I think it's the same extreme, it just shows up in different places, but fair enough. Both views are problematic.

Making major components optional

"I don't want no steenkin DB installed!". Unclick box...app doesn't work right, and now it's the vendors fault, and the vendor has to spend the time to explain to the (possibly non- or even anti-technical) user why. And the user will be on social media complaining about you.

Now, if you want some more extreme thinking, you in theory might never need to develop with a DB; you can just explicitly code all data handling in the app. There you go...no complaints about superfluous installs. Does any developer want to do that? Probably not; DBs are pretty nice abstractions for data handling.

And that's how the AI model here will be justified: this is how apps are built now, accept it or don't use the app. True or not, that'll be the party line.

including some basic information about what they are at install time is easy to do

Easy to do; hard to support. Now you're dealing with "I don't even know what a database is, much less do I want it or not" and you're doing tech support again. And the user will be on social media complaining about you.

Of course, the assumption that most users pay any attention at all to the instructions, disclosures and T&Cs of their software is almost comically quaint. Click, click, click, install.
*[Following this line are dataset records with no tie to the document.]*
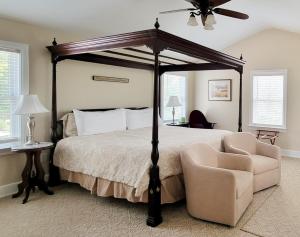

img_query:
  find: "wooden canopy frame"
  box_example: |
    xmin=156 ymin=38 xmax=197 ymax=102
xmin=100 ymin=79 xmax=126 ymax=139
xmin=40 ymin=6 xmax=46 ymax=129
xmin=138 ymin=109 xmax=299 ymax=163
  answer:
xmin=47 ymin=21 xmax=245 ymax=227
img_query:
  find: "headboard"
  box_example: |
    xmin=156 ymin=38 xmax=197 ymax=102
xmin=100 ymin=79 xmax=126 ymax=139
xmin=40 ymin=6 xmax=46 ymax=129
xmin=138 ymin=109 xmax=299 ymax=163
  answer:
xmin=56 ymin=107 xmax=148 ymax=142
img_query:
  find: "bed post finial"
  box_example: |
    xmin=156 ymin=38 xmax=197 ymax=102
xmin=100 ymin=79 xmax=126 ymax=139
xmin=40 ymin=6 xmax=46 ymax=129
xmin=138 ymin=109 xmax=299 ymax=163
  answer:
xmin=154 ymin=17 xmax=160 ymax=30
xmin=52 ymin=37 xmax=57 ymax=46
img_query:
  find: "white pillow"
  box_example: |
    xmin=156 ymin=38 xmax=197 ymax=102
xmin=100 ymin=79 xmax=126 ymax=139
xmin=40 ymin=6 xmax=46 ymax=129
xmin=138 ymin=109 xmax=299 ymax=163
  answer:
xmin=126 ymin=108 xmax=163 ymax=129
xmin=73 ymin=109 xmax=126 ymax=136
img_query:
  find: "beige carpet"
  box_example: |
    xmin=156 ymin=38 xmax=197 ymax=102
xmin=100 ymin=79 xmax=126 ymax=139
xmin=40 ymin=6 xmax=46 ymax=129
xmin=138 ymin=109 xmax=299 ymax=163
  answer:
xmin=242 ymin=159 xmax=300 ymax=237
xmin=0 ymin=159 xmax=300 ymax=237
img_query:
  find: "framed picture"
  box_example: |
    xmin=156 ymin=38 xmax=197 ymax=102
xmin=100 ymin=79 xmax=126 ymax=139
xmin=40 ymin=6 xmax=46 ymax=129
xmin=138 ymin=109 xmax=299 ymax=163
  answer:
xmin=208 ymin=79 xmax=232 ymax=101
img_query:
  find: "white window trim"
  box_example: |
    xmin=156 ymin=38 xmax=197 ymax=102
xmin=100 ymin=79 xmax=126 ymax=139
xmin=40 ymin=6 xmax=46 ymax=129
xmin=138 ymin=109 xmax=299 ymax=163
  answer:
xmin=249 ymin=69 xmax=288 ymax=131
xmin=160 ymin=72 xmax=189 ymax=123
xmin=0 ymin=40 xmax=29 ymax=151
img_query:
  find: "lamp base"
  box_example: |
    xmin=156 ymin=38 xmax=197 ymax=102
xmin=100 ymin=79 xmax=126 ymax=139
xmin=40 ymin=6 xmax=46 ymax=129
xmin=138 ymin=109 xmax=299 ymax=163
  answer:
xmin=25 ymin=114 xmax=37 ymax=146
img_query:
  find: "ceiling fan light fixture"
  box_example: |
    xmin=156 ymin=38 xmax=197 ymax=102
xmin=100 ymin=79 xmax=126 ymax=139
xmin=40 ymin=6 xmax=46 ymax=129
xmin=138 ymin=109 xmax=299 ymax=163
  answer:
xmin=205 ymin=12 xmax=217 ymax=26
xmin=187 ymin=12 xmax=199 ymax=26
xmin=204 ymin=24 xmax=215 ymax=30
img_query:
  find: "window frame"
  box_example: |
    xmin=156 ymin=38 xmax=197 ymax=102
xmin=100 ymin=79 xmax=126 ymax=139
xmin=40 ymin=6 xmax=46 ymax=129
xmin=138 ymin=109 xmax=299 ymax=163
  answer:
xmin=0 ymin=40 xmax=29 ymax=150
xmin=160 ymin=72 xmax=188 ymax=123
xmin=249 ymin=69 xmax=288 ymax=131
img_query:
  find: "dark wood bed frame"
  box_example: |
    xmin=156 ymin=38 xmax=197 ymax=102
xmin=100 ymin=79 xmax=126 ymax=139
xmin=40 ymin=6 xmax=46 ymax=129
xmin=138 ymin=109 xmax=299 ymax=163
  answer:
xmin=47 ymin=20 xmax=245 ymax=227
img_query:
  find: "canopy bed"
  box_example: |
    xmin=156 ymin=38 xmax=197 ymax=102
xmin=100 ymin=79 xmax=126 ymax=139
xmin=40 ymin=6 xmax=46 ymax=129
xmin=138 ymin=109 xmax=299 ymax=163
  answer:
xmin=47 ymin=21 xmax=244 ymax=227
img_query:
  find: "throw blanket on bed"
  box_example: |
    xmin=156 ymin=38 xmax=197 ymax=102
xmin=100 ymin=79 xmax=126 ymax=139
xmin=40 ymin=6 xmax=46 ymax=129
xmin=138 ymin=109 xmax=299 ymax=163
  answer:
xmin=54 ymin=126 xmax=230 ymax=196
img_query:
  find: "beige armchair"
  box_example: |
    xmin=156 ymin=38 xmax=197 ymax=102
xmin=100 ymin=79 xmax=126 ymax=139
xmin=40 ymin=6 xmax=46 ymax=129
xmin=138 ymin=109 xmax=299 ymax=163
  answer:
xmin=181 ymin=144 xmax=253 ymax=226
xmin=224 ymin=132 xmax=281 ymax=192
I think this will be increasingly true in this extended period of more expensive memory and storage media.

This is by no means the first (or, yet AFAIK, worst) shortage of computer components. In the previous ones, I recall noone who said "I won't upgrade to the latest, more bloated version of MYReallyImportantApp because I don't have enough disk/memory/cpu". They delete a less important app, or accept performance isn't so good, or bite the bullet and find the scratch to upgrade. YMMV. And complain about it on social media.

Many users will not want to spend 2% of their storage and allocate half their memory just to run a web browser.

Oh yes they will. For many/most users, a web browser is pretty much all they use outside of maybe games. And most users have exactly zero idea how much each app consumes...they just assume when they double click it's go-time.

Personally, I doubt anything more than "This app uses AI. You good? Y/N." will work.